You are viewing a plain text version of this content. The canonical link for it is here.

Posted to user@hbase.apache.org by 张磊 <zh...@youku.com> on 2012/10/18 13:30:48 UTC

one RegionServer crashed and the whole cluster was blocked

Hi, All

  One of the RegionServer of our company’s cluster was crashed. At this
time, I found:

1.       All the RegionServer stopped handling the requests from the client
side( requestsPerSecond=0 at the master-status UI page).

2.       It takes about 12-15 minutes to recovery.

3.       I have set hbase.regionserver.restart.on.zk.expire to true, but it
does not work.

  For 1, I knew the cluster began to split log and recover the data on the
crashed RegionServer, will the recovery operation block all the requests
from the client side?

  For 2, Is there any solution to reduce the recovery time?

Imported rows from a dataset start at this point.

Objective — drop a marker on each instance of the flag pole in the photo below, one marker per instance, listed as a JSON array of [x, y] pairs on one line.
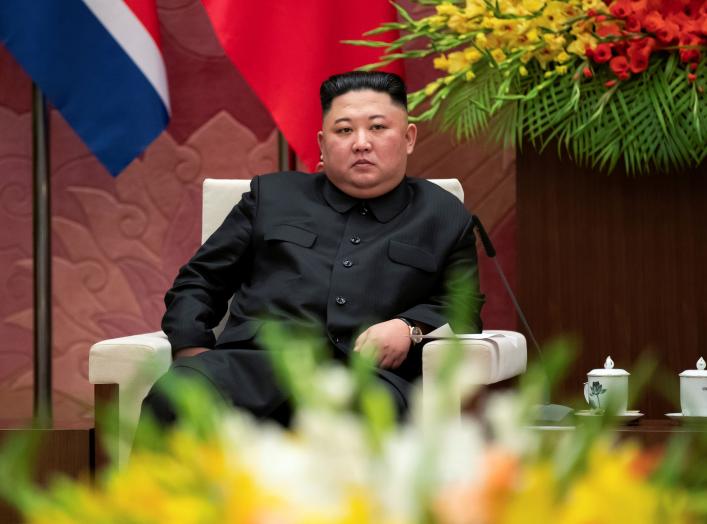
[[286, 159], [41, 226]]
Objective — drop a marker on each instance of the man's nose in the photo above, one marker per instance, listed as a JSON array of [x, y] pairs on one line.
[[362, 143]]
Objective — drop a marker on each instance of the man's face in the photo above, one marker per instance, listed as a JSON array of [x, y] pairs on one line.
[[365, 141]]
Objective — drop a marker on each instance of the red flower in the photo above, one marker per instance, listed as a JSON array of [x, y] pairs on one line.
[[668, 32], [632, 25], [601, 53], [605, 30], [688, 51], [620, 9], [639, 53], [653, 21], [619, 65]]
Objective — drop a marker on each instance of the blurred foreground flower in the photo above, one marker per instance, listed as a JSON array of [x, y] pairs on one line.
[[347, 462]]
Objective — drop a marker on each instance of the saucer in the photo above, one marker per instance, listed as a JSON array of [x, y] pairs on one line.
[[625, 416], [685, 419]]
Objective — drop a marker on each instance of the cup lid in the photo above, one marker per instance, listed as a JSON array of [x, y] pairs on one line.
[[699, 372], [608, 370]]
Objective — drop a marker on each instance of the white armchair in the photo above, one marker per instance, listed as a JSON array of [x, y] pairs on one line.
[[127, 367]]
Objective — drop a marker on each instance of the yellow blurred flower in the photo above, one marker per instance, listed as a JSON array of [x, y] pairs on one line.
[[458, 23], [532, 5], [457, 62], [447, 9], [472, 55]]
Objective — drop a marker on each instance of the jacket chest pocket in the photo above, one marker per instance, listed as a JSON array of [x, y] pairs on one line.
[[412, 256], [293, 234]]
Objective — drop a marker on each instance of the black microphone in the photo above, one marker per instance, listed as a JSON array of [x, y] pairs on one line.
[[545, 412]]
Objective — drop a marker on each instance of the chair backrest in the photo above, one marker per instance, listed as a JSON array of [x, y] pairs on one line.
[[220, 195]]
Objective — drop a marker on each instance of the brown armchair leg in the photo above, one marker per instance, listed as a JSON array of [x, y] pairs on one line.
[[107, 419]]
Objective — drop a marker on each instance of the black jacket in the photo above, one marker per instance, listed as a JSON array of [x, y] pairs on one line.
[[298, 249]]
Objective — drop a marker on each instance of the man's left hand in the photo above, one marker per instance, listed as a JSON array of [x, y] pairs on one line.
[[390, 340]]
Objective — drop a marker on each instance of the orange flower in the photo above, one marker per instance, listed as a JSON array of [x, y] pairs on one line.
[[668, 32], [619, 65], [653, 22], [600, 54], [638, 53]]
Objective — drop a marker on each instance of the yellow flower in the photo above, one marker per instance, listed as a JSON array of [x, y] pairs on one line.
[[458, 23], [532, 5], [436, 21], [457, 62], [580, 45], [472, 54], [610, 478], [481, 40], [447, 9], [474, 8], [532, 35]]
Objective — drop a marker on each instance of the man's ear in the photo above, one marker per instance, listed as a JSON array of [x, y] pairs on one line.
[[410, 137]]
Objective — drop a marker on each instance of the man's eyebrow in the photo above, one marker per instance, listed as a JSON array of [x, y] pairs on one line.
[[347, 119]]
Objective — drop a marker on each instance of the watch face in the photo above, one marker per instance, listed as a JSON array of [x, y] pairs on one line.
[[416, 334]]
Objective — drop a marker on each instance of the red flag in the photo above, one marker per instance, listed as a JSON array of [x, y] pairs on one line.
[[286, 48]]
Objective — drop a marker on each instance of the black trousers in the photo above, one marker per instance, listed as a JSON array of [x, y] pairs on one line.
[[245, 379]]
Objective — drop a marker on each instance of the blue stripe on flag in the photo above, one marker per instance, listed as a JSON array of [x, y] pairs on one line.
[[86, 75]]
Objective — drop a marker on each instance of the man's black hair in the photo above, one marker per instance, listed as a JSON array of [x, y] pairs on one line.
[[338, 85]]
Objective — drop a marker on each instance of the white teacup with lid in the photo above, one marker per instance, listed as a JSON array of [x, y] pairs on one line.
[[693, 391], [606, 387]]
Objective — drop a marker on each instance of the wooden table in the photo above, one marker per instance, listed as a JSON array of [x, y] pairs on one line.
[[649, 432], [67, 449]]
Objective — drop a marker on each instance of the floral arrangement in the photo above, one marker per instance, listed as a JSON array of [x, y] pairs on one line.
[[340, 465], [607, 80]]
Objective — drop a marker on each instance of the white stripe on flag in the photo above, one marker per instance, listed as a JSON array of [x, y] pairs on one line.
[[137, 42]]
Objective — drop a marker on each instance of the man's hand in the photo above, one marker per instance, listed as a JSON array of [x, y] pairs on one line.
[[390, 340], [189, 352]]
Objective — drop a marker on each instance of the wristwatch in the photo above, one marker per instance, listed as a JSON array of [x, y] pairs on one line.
[[415, 331]]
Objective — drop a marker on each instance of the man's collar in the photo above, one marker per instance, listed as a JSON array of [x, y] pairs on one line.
[[384, 208]]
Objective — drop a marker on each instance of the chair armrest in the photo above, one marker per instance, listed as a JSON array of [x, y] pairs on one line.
[[497, 356], [133, 363], [128, 359]]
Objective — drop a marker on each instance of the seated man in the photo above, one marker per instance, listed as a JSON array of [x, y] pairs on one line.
[[357, 246]]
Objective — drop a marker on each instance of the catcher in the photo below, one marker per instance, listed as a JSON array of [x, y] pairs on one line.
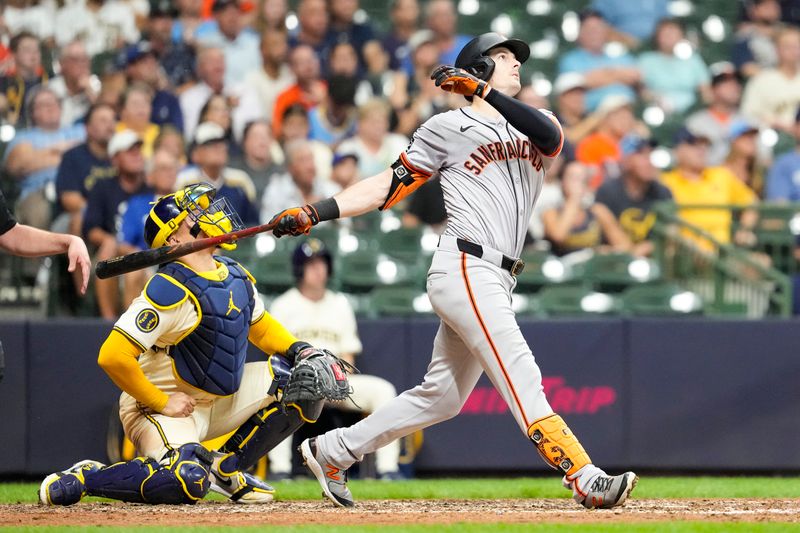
[[178, 354]]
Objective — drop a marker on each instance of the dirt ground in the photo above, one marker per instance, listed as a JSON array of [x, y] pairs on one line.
[[400, 512]]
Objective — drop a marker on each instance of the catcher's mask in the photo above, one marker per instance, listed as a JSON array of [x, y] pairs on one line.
[[213, 217]]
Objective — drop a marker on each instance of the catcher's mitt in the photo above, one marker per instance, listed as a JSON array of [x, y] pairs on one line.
[[318, 375]]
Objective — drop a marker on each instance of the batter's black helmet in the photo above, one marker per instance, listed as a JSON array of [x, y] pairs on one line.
[[473, 59], [305, 252]]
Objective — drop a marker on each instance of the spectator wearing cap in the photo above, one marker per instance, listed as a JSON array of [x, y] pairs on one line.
[[570, 93], [209, 155], [715, 120], [142, 68], [85, 165], [754, 45], [261, 156], [274, 76], [416, 98], [578, 224], [243, 99], [404, 15], [692, 182], [630, 198], [102, 26], [34, 154], [76, 85], [176, 59], [601, 150], [104, 208], [783, 180], [441, 18], [343, 61], [16, 85], [161, 176], [632, 23], [672, 79], [344, 28], [375, 147], [299, 185], [772, 97], [240, 45], [344, 169], [295, 126], [312, 26], [604, 74], [334, 119], [135, 112], [742, 159], [309, 90]]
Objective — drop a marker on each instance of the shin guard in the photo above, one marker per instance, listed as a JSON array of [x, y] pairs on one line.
[[182, 477], [557, 445], [257, 436]]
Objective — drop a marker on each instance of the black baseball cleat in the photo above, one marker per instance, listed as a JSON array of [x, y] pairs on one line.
[[333, 480], [67, 487], [606, 492]]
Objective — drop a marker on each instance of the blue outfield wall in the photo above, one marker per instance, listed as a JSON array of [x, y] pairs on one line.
[[644, 393]]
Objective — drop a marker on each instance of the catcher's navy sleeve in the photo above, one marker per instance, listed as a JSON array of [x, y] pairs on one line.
[[541, 128]]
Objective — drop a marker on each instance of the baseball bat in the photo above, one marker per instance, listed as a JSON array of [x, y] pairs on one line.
[[147, 258]]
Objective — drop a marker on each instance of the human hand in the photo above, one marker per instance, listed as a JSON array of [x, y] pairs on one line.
[[459, 81], [78, 257], [179, 405]]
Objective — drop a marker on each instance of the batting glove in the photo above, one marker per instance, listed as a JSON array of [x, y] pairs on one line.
[[294, 221], [459, 81]]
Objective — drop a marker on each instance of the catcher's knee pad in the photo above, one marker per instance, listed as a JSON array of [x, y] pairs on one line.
[[181, 477], [557, 445], [257, 436]]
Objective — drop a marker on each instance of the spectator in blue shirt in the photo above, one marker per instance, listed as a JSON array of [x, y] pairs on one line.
[[161, 179], [104, 208], [241, 45], [633, 22], [34, 154], [604, 74], [783, 180], [141, 66], [86, 164], [672, 79], [343, 27]]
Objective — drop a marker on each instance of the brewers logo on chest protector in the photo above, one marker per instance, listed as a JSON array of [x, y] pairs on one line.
[[211, 355]]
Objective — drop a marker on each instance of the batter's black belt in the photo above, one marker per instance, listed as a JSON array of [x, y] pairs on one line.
[[514, 266]]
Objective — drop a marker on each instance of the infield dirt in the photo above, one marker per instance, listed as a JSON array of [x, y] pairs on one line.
[[400, 512]]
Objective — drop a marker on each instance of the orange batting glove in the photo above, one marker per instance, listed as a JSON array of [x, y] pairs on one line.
[[459, 81], [294, 221]]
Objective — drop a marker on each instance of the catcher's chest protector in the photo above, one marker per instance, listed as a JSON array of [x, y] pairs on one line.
[[211, 356]]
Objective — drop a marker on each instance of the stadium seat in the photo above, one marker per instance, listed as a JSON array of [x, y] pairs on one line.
[[541, 268], [575, 301], [273, 272], [615, 272], [661, 300], [399, 301]]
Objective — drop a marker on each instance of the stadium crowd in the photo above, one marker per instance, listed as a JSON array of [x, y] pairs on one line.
[[106, 105]]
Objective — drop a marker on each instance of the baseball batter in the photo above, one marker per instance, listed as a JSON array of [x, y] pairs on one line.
[[491, 158], [178, 353]]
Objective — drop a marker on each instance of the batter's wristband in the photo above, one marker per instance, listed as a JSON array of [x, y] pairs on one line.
[[326, 209]]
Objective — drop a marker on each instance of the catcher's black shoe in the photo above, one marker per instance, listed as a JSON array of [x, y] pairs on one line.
[[333, 480], [605, 492], [67, 487]]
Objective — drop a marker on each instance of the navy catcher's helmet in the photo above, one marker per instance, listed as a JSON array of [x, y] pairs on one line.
[[305, 252], [473, 57], [196, 202]]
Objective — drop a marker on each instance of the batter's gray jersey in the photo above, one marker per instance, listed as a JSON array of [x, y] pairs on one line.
[[491, 175]]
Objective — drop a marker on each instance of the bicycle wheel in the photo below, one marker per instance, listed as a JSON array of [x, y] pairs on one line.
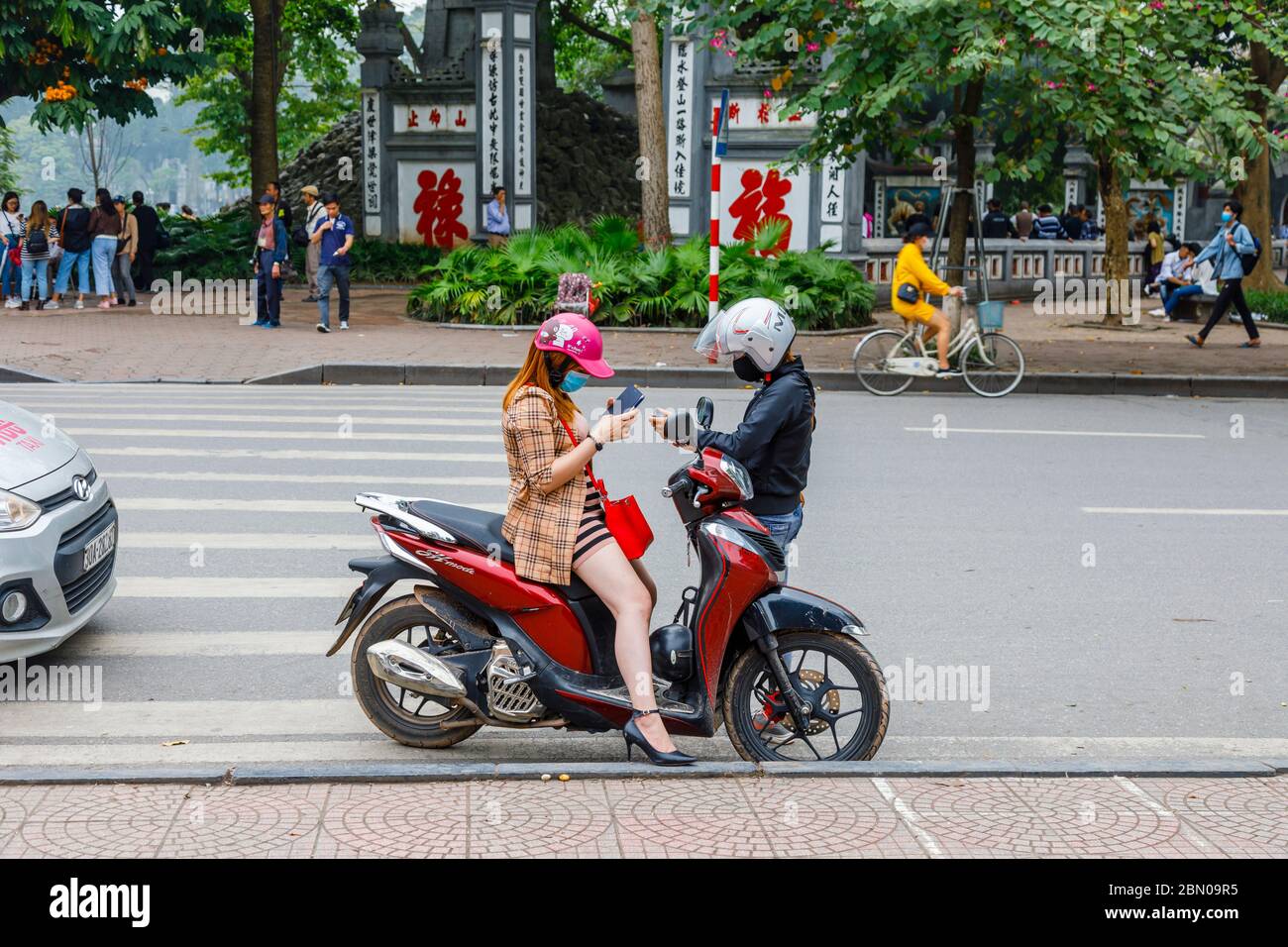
[[871, 356], [992, 367]]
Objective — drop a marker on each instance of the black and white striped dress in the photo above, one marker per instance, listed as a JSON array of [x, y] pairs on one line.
[[592, 534]]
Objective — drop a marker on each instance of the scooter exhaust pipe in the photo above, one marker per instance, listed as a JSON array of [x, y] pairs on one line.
[[402, 665]]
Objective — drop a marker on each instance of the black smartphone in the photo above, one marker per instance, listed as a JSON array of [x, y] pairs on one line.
[[629, 399]]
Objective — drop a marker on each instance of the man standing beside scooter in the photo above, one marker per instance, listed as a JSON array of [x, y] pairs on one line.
[[774, 437]]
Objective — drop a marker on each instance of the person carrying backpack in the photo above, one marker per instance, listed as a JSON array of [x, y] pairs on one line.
[[1234, 252], [75, 240], [42, 234]]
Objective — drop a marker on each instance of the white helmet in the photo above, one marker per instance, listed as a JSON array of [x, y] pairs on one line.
[[756, 328]]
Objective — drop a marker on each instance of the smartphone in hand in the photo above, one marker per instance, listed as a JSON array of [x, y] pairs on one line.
[[627, 401]]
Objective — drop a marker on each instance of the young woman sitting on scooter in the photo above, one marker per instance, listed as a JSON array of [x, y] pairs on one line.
[[773, 441], [555, 517]]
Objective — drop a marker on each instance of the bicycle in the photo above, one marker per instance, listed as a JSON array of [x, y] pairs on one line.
[[888, 361]]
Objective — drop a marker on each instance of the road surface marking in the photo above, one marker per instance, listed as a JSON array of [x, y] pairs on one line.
[[185, 586], [365, 482], [294, 455], [355, 420], [910, 818], [194, 505], [89, 644], [406, 436], [1057, 433], [1185, 510], [249, 540]]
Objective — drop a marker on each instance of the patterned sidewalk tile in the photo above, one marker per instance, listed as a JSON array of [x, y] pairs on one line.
[[645, 818]]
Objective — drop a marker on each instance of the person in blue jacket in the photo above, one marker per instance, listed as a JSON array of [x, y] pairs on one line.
[[270, 250], [1227, 252]]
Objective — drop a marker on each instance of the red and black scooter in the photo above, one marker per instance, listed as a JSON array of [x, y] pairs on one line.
[[477, 646]]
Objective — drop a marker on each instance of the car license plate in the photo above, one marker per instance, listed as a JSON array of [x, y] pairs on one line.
[[99, 548]]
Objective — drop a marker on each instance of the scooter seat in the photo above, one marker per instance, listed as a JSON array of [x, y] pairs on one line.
[[483, 530]]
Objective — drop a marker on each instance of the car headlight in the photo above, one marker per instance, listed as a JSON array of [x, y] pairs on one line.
[[738, 474], [17, 512]]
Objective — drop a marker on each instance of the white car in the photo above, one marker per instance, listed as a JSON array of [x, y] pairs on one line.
[[56, 536]]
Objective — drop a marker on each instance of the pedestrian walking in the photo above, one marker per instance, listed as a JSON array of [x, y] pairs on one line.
[[75, 240], [334, 239], [313, 214], [12, 226], [127, 249], [497, 219], [38, 247], [279, 206], [104, 231], [147, 221], [1228, 250], [269, 254]]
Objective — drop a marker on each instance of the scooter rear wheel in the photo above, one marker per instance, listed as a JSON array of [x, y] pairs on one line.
[[836, 674], [410, 718]]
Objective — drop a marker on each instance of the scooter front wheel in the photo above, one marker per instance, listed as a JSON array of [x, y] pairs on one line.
[[835, 674], [410, 718]]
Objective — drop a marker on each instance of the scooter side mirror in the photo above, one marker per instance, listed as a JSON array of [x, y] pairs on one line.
[[706, 412]]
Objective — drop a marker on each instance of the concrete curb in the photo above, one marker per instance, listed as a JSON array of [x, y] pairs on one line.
[[827, 379], [259, 775]]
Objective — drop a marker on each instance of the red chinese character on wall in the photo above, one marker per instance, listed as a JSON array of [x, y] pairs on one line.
[[760, 201], [439, 205]]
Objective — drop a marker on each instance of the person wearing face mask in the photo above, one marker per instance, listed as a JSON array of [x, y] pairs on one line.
[[912, 282], [773, 440], [1233, 241], [555, 515]]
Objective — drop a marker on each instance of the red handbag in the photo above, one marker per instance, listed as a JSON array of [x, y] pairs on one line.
[[623, 518]]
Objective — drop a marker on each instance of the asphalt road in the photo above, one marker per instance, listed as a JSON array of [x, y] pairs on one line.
[[1109, 570]]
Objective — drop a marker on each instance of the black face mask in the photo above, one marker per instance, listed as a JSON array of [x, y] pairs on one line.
[[746, 368]]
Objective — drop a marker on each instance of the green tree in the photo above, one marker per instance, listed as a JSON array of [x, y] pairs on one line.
[[84, 59], [305, 82]]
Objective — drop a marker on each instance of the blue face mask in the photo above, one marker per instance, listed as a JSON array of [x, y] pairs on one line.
[[574, 381]]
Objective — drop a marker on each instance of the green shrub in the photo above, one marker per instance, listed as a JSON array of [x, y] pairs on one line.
[[1273, 304], [518, 282], [220, 248]]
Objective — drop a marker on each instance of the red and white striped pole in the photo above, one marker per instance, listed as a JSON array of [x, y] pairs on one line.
[[719, 144]]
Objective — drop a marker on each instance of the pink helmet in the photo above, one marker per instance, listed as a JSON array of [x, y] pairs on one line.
[[578, 338]]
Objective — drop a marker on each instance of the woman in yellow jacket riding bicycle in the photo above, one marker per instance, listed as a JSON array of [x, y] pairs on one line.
[[912, 282]]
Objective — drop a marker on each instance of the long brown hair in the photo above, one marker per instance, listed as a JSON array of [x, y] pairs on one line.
[[536, 371], [39, 218]]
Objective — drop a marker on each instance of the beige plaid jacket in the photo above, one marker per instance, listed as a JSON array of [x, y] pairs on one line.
[[541, 527]]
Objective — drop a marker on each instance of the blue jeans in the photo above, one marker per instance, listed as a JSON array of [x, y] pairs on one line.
[[1177, 294], [72, 258], [340, 277], [40, 269], [784, 527], [103, 252]]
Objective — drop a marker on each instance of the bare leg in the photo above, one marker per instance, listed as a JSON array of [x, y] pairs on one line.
[[617, 582]]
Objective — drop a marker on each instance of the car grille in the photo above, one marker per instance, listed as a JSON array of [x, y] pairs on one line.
[[65, 496], [77, 591]]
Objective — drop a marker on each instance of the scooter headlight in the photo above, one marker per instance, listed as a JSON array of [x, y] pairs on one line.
[[17, 512], [737, 474]]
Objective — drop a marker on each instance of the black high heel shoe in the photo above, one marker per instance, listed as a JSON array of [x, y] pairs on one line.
[[658, 758]]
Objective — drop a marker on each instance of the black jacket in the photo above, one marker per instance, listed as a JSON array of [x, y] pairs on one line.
[[773, 440], [149, 222]]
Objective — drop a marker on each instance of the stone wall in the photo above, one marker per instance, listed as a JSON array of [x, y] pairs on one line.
[[587, 157], [585, 162]]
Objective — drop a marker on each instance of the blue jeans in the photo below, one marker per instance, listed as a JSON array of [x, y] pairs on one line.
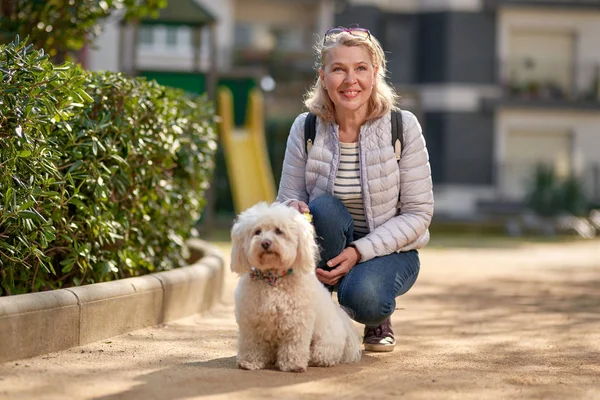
[[370, 289]]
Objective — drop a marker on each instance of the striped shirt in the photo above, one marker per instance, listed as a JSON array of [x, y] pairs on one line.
[[347, 187]]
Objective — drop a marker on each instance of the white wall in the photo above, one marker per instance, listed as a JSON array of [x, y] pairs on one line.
[[583, 125], [422, 5], [104, 53], [584, 24]]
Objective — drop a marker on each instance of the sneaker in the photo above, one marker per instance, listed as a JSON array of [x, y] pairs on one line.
[[380, 338]]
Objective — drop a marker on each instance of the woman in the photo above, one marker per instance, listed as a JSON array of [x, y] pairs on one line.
[[371, 212]]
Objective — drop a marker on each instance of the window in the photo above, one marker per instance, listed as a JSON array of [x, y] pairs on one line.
[[146, 35], [541, 62], [171, 38]]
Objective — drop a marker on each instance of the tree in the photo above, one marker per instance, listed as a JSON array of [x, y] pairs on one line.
[[61, 27]]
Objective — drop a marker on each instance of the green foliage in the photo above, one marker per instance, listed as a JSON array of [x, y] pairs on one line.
[[101, 176], [60, 26], [550, 196]]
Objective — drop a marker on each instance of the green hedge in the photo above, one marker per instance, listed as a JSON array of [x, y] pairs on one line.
[[101, 176]]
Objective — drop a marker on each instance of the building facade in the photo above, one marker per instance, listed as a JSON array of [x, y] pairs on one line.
[[502, 86]]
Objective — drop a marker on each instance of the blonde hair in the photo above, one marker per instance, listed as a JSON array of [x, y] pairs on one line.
[[383, 98]]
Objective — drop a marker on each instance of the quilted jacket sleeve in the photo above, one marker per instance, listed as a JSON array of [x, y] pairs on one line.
[[292, 185], [416, 200]]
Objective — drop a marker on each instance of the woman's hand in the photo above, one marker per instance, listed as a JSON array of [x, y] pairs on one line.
[[299, 205], [342, 264]]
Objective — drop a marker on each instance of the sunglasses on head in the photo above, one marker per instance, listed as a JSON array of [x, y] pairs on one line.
[[356, 31]]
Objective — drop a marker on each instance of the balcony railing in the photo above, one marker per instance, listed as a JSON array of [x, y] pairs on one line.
[[554, 82], [492, 4], [515, 179]]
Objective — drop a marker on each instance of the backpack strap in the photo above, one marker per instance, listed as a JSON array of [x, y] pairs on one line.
[[310, 130], [397, 133]]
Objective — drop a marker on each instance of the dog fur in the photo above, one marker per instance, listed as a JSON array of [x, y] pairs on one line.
[[295, 323]]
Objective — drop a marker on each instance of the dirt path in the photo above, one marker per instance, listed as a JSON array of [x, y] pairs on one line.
[[517, 322]]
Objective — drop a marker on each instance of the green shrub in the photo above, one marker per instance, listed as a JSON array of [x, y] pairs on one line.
[[550, 196], [101, 176]]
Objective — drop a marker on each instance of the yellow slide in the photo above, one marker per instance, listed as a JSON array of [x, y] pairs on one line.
[[246, 157]]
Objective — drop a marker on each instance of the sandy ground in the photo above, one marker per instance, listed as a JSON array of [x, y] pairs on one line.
[[514, 322]]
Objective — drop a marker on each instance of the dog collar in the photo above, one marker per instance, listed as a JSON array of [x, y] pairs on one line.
[[271, 276]]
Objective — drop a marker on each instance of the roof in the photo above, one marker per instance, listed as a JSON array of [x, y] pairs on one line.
[[182, 12]]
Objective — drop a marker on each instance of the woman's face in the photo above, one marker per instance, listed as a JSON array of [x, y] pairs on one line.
[[348, 76]]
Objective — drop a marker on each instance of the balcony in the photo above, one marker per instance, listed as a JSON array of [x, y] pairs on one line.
[[531, 83], [573, 4]]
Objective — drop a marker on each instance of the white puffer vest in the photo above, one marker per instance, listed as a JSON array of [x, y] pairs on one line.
[[396, 223]]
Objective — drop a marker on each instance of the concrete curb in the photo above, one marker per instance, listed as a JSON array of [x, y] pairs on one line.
[[45, 322]]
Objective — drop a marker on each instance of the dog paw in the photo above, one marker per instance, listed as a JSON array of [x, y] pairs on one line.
[[291, 368], [249, 365], [322, 363]]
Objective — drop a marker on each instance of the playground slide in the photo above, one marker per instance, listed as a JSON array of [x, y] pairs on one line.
[[246, 157]]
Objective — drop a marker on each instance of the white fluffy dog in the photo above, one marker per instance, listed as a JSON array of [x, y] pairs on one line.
[[285, 315]]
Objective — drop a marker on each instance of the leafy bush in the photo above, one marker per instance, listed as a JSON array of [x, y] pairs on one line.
[[62, 26], [550, 196], [101, 176]]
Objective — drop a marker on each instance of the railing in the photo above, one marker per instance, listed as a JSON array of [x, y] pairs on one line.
[[515, 180], [535, 80], [566, 3]]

  For 3, I checked the log, found “session is timeout” exception, maybe
for full gc and the session was timeout. But why the
hbase.regionserver.restart.on.zk.expire does not work? My HBase version is
0.94.0.

 

  Thanks for any suggestions and feedback!

 

Fowler Zhang

Re: one RegionServer crashed and the whole cluster was blocked

Posted by Nicolas Liochon <nk...@gmail.com>.

Hi,

Some stuff below:

On Thu, Oct 18, 2012 at 1:30 PM, 张磊 <zh...@youku.com> wrote:

> Hi, All
>
>   One of the RegionServer of our company’s cluster was crashed. At this
> time, I found:
>
> 1.       All the RegionServer stopped handling the requests from the client
> side( requestsPerSecond=0 at the master-status UI page).
>
> 2.       It takes about 12-15 minutes to recovery.
>
> 3.       I have set hbase.regionserver.restart.on.zk.expire to true, but it
> does not work.
>
>   For 1, I knew the cluster began to split log and recover the data on the
> crashed RegionServer, will the recovery operation block all the requests
> from the client side?
>

No. But it's worth checking that the region server who died was not the one
handling the .meta. region. If it's the case, it's could be an explanation
(clients do have a cache, but for first time access to a region they go to
the .meta. region first.)

>   For 2, Is there any solution to reduce the recovery time?
>

12 minutes for a single region server crash (i.e. the datanode it still
there, the cluster is ok) seems huge.
You need to look at:
- a possible root cause: if the region server got disconnected, it may be
because the network or ZooKeeper was in the bad shape anyway. So the
recovery is slow because the cause of the crash is still there.
- how is your cluster? Do you have a a lot of regions to recover? Did you
have a lot of writes on this region server?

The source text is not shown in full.